For GLMs, the same idea works because grouped binomial, Poisson, and multinomial likelihoods are functions of counts and sums. For panel and DML estimators, prepare_data() creates generated regressors or cross-products before compression.

Repository Examples

The examples page condenses the existing notebooks:

Notebook	Covered material
`notebooks/introduction.ipynb`	Basic `DuckRegression`, HC1 standard errors, cluster bootstrap, multiple outcomes, Mundlak, double demeaning.
`notebooks/event_study.ipynb`	Static Mundlak specifications and dynamic event studies.
`notebooks/duckdml.ipynb`	Compressed leave-one-out DML.
`notebooks/regularized.ipynb`	Ridge compression, lambda paths, and cross-validation.
`notebooks/glm.ipynb`	Logistic, Poisson, multinomial logit, and many-label Poisson decomposition.

Current Caveats

Some APIs are newer than the original linear-regression core.
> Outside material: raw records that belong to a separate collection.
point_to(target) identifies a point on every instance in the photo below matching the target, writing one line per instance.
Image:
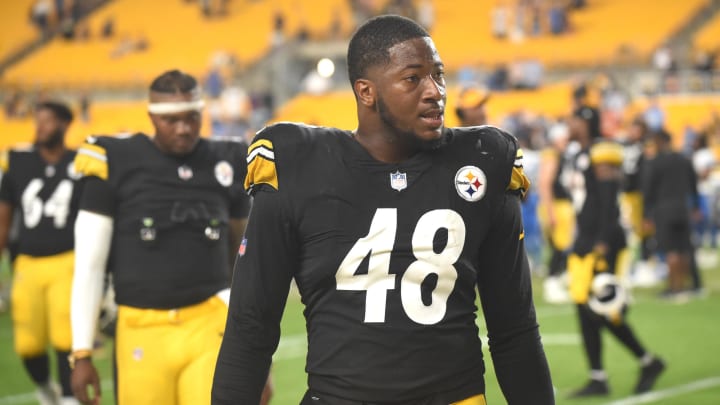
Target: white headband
(176, 107)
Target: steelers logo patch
(471, 183)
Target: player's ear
(365, 90)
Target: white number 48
(379, 242)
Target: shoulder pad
(606, 152)
(261, 157)
(504, 145)
(91, 158)
(518, 183)
(4, 161)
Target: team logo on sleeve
(224, 173)
(471, 183)
(398, 181)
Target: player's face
(49, 130)
(177, 133)
(411, 91)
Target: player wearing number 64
(38, 183)
(390, 231)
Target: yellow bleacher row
(337, 109)
(600, 32)
(708, 39)
(16, 28)
(178, 36)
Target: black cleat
(592, 389)
(649, 375)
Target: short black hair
(174, 81)
(60, 110)
(370, 44)
(591, 116)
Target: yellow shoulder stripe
(261, 164)
(607, 153)
(4, 161)
(518, 180)
(91, 160)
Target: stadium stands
(708, 39)
(338, 108)
(177, 35)
(603, 32)
(16, 26)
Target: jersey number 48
(379, 244)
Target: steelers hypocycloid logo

In the current branch, GLM bootstrap methods return empty arrays rather than implemented resampling estimators, so use fit_vcov() for GLM model-based covariance and keep n_bootstraps=0 unless the bootstrap path is updated.

DuckRidge intentionally leaves bootstrap standard errors unimplemented. Ridge inference needs a separate bias and regularization-aware treatment.